Chissà se ha mai guardato a sinistra, sul far della sera, chiedendosi se dietro quelle lucine accese del maniero si intrecciano vite un po’ più dignitose della sua e chissà se quando ha iniziato a mareggiare ha sentito gli spruzzi sulla pelle o semplicemente si è lasciata bagnare diventando essa stessa salsedine scivolata sulla panchina, per confondersi con le minuscole pozze depositate lì, con il mare, le lacrime rassegnate, la pioggia battente a farle compagnia.

Ti sblocco un ricordo che spero non hai, uno smarrimento che spero non sia il tuo, un rammarico che volesse il cielo non appartiene a te, per decisioni non prese, solo pensate, immaginate, come una via di fuga o solo, un’altra vita, in un’altra dimensione. Ti sblocco l’impasse di fare i conti con l’improbabile fallimento che ti sei addebitata, con condanna passata in giudicato e senza più possibilità di appello, con l’inevitabile giudizio della gente, quella che vorrebbe tanto sapere cosa ti attraversa l’anima, solo per poterne sparlare un po’, meno probabile per tenderti la mano.

Resta, resta ancora un po’ ad attraversare questa notte buia dell’anima e aspetta, riprendi il fiato, copriti bene, ma aspetta, perché la buona notizia è che il sole tornerà a nascere, malgrado la notte ti sia sembrata un incubo, malgrado la panchina ti sia sembrata gelida, malgrado le ombre sembrava volessero attanagliarti.

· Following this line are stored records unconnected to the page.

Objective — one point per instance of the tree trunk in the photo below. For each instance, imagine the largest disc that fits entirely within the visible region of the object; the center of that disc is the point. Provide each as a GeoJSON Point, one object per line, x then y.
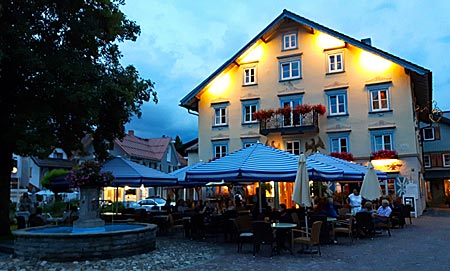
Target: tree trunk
{"type": "Point", "coordinates": [5, 185]}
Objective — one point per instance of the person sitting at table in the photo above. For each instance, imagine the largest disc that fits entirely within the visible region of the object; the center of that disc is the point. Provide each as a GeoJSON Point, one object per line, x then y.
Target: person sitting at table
{"type": "Point", "coordinates": [328, 208]}
{"type": "Point", "coordinates": [383, 213]}
{"type": "Point", "coordinates": [355, 201]}
{"type": "Point", "coordinates": [284, 216]}
{"type": "Point", "coordinates": [368, 207]}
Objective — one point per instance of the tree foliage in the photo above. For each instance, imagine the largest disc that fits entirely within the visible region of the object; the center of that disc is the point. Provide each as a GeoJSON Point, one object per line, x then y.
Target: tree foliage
{"type": "Point", "coordinates": [62, 79]}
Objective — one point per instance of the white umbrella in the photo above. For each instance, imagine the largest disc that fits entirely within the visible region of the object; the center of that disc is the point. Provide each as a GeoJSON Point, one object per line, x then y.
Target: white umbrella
{"type": "Point", "coordinates": [370, 188]}
{"type": "Point", "coordinates": [300, 194]}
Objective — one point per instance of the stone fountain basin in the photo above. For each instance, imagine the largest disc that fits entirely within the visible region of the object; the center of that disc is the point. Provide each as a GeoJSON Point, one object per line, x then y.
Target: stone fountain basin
{"type": "Point", "coordinates": [58, 243]}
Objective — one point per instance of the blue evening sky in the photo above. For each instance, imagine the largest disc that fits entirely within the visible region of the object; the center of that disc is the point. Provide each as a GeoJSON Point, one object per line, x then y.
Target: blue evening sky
{"type": "Point", "coordinates": [182, 42]}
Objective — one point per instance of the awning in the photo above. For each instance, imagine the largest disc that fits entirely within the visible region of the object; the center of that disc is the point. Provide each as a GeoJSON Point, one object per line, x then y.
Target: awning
{"type": "Point", "coordinates": [133, 174]}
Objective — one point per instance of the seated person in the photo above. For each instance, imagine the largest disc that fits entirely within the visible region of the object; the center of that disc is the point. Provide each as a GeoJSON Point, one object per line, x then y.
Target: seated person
{"type": "Point", "coordinates": [383, 213]}
{"type": "Point", "coordinates": [284, 216]}
{"type": "Point", "coordinates": [367, 208]}
{"type": "Point", "coordinates": [328, 208]}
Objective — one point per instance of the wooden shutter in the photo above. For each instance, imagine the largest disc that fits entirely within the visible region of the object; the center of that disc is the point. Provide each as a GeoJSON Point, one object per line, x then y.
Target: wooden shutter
{"type": "Point", "coordinates": [436, 160]}
{"type": "Point", "coordinates": [437, 133]}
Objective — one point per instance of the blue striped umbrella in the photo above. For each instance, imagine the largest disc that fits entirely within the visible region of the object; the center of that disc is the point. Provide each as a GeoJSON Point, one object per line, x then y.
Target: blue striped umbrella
{"type": "Point", "coordinates": [262, 163]}
{"type": "Point", "coordinates": [352, 171]}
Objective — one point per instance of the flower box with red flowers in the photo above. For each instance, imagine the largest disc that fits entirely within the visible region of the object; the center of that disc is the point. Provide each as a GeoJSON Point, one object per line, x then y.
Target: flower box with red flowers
{"type": "Point", "coordinates": [384, 154]}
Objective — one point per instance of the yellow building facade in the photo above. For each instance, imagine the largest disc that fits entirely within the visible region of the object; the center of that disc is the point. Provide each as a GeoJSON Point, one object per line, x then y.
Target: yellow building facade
{"type": "Point", "coordinates": [371, 99]}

Un altro giorno rinasce e aspetta solo che tu ritorni da quel viaggio nel tunnel, che ti ha tenuto lontana dalla vita, per troppo tempo ormai. La storia è quella che ti racconti e il finale lo decidi tu, se vuoi una mano basta solo chiederla, ne troverai tante pronte a protendersi per te, a sedersi con te e a far le boccacce, con la testa all’ingiù a quel castello che si crede di essere chissà chi, mentre è solo una immagine riflessa su una pozzanghera di acqua.